Topic: a monadicity theorem

Lucas Queiroz (he/him/his) (May 31 2022 at 02:57):

I would like to prove that if $U: \mathcal{D} \rightarrow \mathcal{C}$ is a functor with left and adjoint $F: \mathcal{C} \rightarrow \mathcal{D}$ and:

$\begin{enumerate}
\item $U$ reflects isomorphisms
\item $\mathcal{D}$ has coequalizers of reflexive pairs
\item $U$ preserves coequalizers of reflexive pairs
\end{enumerate}$

then the adjunction $F \vdash U$ is a monadic adjunction.

Under these assumptions, I can prove that the canonical comparison functor $K: \mathcal{D} \rightarrow \mathcal{C}^{UF}$ is essentially surjective. Given an algebra $\gamma: UFC \rightarrow C$ , the parallel pair $\varepsilon_{FC}, F\gamma: FUFC \rightarrow FC$ is reflexive because $F\eta_C: FC \rightarrow FUFC$ is a section of both. It follows that there is a coequalizer $h: FC \rightarrow D$ for the pair $\varepsilon_{FC}, F\gamma$ .

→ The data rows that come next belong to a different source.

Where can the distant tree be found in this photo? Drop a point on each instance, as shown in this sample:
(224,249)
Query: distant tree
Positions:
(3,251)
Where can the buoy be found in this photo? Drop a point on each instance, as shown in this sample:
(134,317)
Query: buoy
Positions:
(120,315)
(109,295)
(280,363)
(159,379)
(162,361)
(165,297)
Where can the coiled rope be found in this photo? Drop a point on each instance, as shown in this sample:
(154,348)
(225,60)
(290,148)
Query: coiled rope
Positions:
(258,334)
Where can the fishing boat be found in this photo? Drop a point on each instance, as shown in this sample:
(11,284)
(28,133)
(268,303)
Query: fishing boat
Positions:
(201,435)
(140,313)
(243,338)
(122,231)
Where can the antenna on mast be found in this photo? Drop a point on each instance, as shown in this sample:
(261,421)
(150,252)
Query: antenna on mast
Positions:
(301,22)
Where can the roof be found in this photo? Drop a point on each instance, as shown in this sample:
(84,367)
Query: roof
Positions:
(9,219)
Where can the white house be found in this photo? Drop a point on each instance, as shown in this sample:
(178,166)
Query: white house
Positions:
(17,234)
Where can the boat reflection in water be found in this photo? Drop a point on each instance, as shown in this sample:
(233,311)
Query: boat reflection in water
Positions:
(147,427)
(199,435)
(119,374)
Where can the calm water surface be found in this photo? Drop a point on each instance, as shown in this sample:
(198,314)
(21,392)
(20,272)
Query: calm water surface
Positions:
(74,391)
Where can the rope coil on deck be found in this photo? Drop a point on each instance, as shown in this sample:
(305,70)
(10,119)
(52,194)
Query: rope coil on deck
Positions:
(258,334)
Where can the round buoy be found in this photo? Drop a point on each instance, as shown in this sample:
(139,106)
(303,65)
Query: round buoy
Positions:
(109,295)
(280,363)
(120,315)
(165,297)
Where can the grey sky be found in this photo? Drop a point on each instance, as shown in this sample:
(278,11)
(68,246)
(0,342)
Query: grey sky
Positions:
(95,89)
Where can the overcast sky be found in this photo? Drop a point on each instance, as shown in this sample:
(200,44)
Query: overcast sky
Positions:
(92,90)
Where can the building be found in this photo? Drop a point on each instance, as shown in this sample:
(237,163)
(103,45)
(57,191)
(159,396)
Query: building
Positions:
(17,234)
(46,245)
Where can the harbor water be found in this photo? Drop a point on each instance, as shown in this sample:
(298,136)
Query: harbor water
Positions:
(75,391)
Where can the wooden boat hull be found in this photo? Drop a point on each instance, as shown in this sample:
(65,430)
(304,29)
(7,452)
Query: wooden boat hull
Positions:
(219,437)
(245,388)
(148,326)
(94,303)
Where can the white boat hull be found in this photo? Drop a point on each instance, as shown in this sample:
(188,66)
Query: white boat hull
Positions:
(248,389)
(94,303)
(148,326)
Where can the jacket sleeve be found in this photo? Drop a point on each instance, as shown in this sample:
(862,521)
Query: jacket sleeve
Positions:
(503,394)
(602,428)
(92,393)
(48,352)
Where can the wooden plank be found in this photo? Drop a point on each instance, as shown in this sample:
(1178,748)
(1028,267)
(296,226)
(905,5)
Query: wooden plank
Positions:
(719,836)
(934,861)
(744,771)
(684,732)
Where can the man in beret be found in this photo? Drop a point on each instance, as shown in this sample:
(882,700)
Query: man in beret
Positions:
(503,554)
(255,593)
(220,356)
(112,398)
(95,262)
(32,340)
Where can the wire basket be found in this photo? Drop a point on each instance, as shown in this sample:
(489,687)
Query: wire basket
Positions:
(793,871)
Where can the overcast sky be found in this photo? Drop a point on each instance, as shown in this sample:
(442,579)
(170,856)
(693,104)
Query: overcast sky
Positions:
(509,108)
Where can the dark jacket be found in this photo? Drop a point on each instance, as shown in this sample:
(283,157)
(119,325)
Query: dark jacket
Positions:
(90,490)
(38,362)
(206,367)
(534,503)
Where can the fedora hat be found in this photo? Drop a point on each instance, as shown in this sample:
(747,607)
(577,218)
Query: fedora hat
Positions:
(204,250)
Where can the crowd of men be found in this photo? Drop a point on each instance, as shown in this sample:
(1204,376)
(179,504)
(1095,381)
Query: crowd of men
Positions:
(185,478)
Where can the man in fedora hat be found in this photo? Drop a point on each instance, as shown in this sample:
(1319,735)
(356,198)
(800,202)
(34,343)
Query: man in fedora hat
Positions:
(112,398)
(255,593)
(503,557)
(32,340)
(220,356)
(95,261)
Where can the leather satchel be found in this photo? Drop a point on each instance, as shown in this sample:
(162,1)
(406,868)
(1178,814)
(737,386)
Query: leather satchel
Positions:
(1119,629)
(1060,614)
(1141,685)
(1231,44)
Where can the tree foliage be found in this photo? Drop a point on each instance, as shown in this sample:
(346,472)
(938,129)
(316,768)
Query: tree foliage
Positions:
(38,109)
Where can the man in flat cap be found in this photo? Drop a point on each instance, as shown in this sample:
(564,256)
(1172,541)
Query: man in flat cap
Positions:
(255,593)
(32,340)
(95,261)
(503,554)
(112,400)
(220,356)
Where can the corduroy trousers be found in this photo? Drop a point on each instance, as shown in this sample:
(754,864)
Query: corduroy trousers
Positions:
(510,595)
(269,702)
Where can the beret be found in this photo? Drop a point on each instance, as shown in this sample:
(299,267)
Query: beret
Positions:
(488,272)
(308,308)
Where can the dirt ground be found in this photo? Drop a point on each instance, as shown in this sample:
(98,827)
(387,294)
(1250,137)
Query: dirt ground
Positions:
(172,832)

$Uh$ is coequalizer of $U\varepsilon_{FC}, UF\gamma$ , but so is $\gamma$ , hence there exists an isomorphism $\theta: C \rightarrow UD$ such that $Uh = \gamma; \theta$. To prove that $\theta$ is an algebra morphism $(C, \gamma) \xrightarrow{\theta} (UD, Uh)$ it suffices to check that $UF\gamma; \gamma; \theta = UF\gamma; UF\theta; U\varepsilon_{FC}$ .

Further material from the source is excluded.